A perfect hash function of a certain set S of keys is a hash function which maps all keys in S to different numbers. That means that for the set S, the hash function is collision-free, or perfect. Further, a perfect hash function is called minimal when it maps n keys to n consecutive integers, usually in the range from 0 to n-1.
The algorithm works like this:
You have K keys, that you want to perfectly hash against some desired hash values.
Choose a number N larger than K. This is the number of vertices in a graph G, and also the size of the resulting table G.
Pick two random hash functions f1, f2, that return values from 0..N-1.
Now, for all keys, you draw an edge between vertices f1(key) and f2(key) of the graph G, and associate the desired hash value with that edge.
-
Check if G is acyclic; if no, go back to step 2.
Assign values to each vertex such that, for each edge, you can add the values for the two vertices and get the desired (hash) value for that edge. This task is easy, because the graph is acyclic. This is done by picking a vertex, and assigning it a value of 0. Then do a depth-first search, assigning values to new vertices so that they sum up properly.
f1, f2, and the vertex values of G now make up a perfect hash function.
Suppose our keys are the abbreviations for the 50 states, and we which to map those to the consecutive integers from 0 to 49. We will first explain how the graph works, under the assumption that we have found a perfect hash function and afterwards explain how the algorithm itself works. When the algorithm was completed, we found N = 66. There are of course many ways to the two random hash functions f1 and f2 could have been created. In this example we have used the type of random hash functions described in the original paper, and after the algorithm completed, we found:
f1(key) = 15 * key[0] + 29 * key[1] (mod N)
f2(key) = 50 * key[0] + 61 * key[1] (mod N)
Where key[0]
and key[1]
represent the
integer (ASCII) value of the first
and second letter in the key. For example:
key f1 f2
----------------
AL (0) 11 32
CO (5) 62 51
SD (40) 49 48
TN (41) 24 48
WY (49) 58 11
Note that these hash functions return values in the range 0 to 65 for
any keyword with two letters.
Note also that even for the set of keys, the functions are not unique,
e.g. f2(SD
) = f2(TN
) = 48.
Having established the two hash functions f1 and f2 (step 3),
we now draw the edges between the vertices f1(key) and f2(key).
The picture shows all the vertices and edges.
For example the is an edge for the state Alabama AL
, with
desired hash value 0, between vertices 11 and 32.
Since the graph is acyclic, we are in a position to assign values for each
vertex in such a way that edge value, i.e. the desired hash value,
can be calculated by adding the two vertex values.
For example for the state Alabama, we get 32 + 34 = 66 = 0 (mod 66) as
desired.
Or for Colorado CO
we get 7 + 64 = 71 = 5 (mod 66) as desired.
We can therefore just look up the vertex values in a table G, add the values
of G and hence obtain the desired hash value.
perfect_hash(key) = G[f1(key)] + G[f2(key)] (mod N)
Now that we understand how the perfect hash values are connected to the vertex values of the graph, one question remains.

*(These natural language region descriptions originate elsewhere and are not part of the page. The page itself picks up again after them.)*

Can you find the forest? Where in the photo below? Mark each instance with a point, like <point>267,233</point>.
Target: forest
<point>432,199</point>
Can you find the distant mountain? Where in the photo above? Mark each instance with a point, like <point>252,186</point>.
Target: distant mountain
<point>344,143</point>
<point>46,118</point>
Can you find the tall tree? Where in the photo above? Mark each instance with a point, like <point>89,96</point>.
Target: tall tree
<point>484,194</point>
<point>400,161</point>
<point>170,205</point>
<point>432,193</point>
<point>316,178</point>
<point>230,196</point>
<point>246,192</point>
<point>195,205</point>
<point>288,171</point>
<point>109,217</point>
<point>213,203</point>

That is how did we arrive at the vertex values. Here, the key point is that the graph has to be acyclic. Once we found an acyclic graph, we assign (randomly) one vertex of a tree to the value 0, and then traverse the tree (using a depth-first search) such that the vertex values sum up to the edge values correctly. This would not be so easy if the graph was cyclic. Most computing time is spend to find a graph which is acyclic. This is also the reason N needs to be increased after enough failures. The more vertices we have, the easier it will be to randomly draw edges and not create loops. Of course we don't want the N to be too big, because this is the size of the resulting table G. In practice, an a graph with twice as many vertices as keys can be found rather quickly, even if N is quite large. In other words, a random graph with N vertices and E edges is likely to be cyclic if N < 2E and more likely to be acyclic if N > 2E.
The picture shows a random graph obtained by the algorithm for 100000 keys. Only trees with more than 100 vertices are shown in the picture and the largest tree in the graph has about 1300 vertices.